Petition: Internet - Neutrale Datenübermittlung im Internet

Petition: Internet - Neutrale Datenübermittlung im Internet
Sie haben erfolgreich die Petition Internet - Neutrale Datenübermittlung im Internet mitgezeichnet. Ihre Stimme wurde vom System unter der Mitzeichnungsnummer 1492 erfasst.

 

Erst 1492 Leute, die diese Petition mitgezeichnet haben? Das ist zuwenig, denn es geht um nichts weniger als die Netzneutralität:

Durch eine gesetzliche Verankerung der Netzneutralität soll ein freies und offenes Internet sichergestellt werden! Alle Daten sollen gleich behandelt werden, kein Anbieter sollte in den Netzen "Vorfahrt" vor anderen bekommen, kein Infrastrukturanbieter einzelne Kunden für Vorzugsbehandlungen zur Kasse bitten. 

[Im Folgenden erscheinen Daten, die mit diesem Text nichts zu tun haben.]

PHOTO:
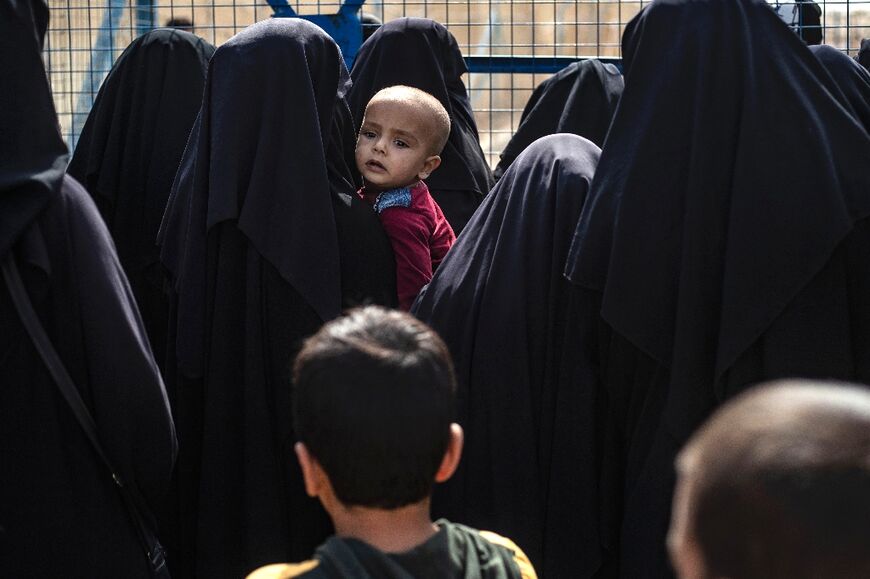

Netzneutralität sichert somit den Zugang zu Wissen und Informationen für alle, unabhängig von Herkunft, Aufenthaltsort, Einkommen, sozialer Schicht und ökonomischer Leistungsfähigkeit.


Die Initiatoren sehen mit einem möglichen Ende der Netzneutralität 

eine ganz erhebliche Gefahr für die digitale Gleichberechtigung und Teilhabe in Deutschland, Europa und der Welt. (aus der Begründung der Petition).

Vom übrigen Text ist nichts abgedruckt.